Cook or warm any protein or grains listed, then let them cool slightly.
Combine everything in a bowl, season, and pack dressing separately if meal prepping.
Dinner596 kcal · 43g protein · 20 min
Salmon and Wholemeal Pasta with Spinach
Made with salmon fillet, wholemeal pasta, baby spinach. Ready in 20 min — 596 kcal, 43g protein.
Recipe
Cook the pasta, rice, or noodles according to the packet instructions.
Replace fresh salmon with tinned mackerel or sardines in brine (saves ~£2–3/week)
Buy store-brand rolled oats, rice, and pasta — nutritionally identical to branded
Use frozen chicken breast instead of fresh (saves ~£1.50/week, same protein)
Swap fresh berries for frozen mixed berries (same nutrients, fraction of the cost)
Buy pulses (lentils, chickpeas, black beans) dried and cook in bulk
💪 Increase protein
Add a scoop of unflavoured whey or plant protein to porridge or smoothies
Replace rice or pasta with extra protein (an additional chicken breast or 2 boiled eggs)
Use Skyr or Quark instead of standard yogurt (roughly 2× the protein)
Add a hard-boiled egg as an afternoon snack on rest days
Swap rice cakes or crackers for a protein bar (aim for 20g+ protein, under 200 kcal)
🥦 Make it vegetarian
Replace chicken with Quorn fillets or diced firm tofu
Swap beef mince for tinned green lentils or plant-based mince
Use halloumi or feta instead of meat in lunch salads
Substitute eggs or cottage cheese for fish-based meals
Frequently Asked Questions
How much does this high protein low calorie plan cost per week?

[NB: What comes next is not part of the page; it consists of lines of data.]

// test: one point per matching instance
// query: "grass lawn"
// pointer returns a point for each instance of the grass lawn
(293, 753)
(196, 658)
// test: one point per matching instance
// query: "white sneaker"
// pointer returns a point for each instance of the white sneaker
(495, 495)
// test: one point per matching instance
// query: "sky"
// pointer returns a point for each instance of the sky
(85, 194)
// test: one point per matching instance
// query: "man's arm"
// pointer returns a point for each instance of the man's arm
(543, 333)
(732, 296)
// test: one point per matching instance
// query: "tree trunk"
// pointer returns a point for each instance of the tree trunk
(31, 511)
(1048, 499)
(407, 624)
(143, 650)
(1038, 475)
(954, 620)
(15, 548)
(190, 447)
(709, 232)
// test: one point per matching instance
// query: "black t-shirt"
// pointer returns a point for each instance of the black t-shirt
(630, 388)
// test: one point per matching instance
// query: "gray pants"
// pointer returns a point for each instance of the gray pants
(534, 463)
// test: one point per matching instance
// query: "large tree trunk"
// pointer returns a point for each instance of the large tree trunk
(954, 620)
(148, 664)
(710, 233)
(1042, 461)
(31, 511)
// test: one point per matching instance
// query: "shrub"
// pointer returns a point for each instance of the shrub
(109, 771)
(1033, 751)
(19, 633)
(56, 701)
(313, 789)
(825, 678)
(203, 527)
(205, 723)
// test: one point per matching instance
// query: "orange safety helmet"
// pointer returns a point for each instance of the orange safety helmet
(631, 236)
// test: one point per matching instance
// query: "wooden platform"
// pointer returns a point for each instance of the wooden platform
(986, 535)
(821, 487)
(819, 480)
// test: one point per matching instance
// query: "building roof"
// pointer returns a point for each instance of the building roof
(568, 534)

This plan is designed for Lidl and typically costs £20–30 per week for one person, depending on what you already have at home. Buying in bulk, choosing own-brand items, and batch cooking can reduce the cost further.
How much protein does this plan provide per day?
This is a high-protein plan. Most days target 140–180g of protein, which supports muscle retention during a calorie deficit and helps manage hunger.
Can I swap meals I don't like?
Yes. Use the AI edit button on any meal to swap it out. Common requests include swapping chicken for turkey, replacing salmon with tinned tuna, or making a day vegetarian. The shopping list updates automatically.
Can I print this high protein low calorie meal plan or save it as a PDF?
Yes. Use the export / print PDF button on the plan page. The printable version summarises the full 7-day meal plan and includes the weekly shopping list.
Is this plan suitable for meal prep?
Most recipes in this plan scale well and reheat easily. Soups, stews, and grain dishes are ideal for making in larger batches to save time midweek.
Is this plan suitable for beginners?
Yes. The meals use widely available ingredients and straightforward cooking methods. No specialist equipment or culinary experience is needed.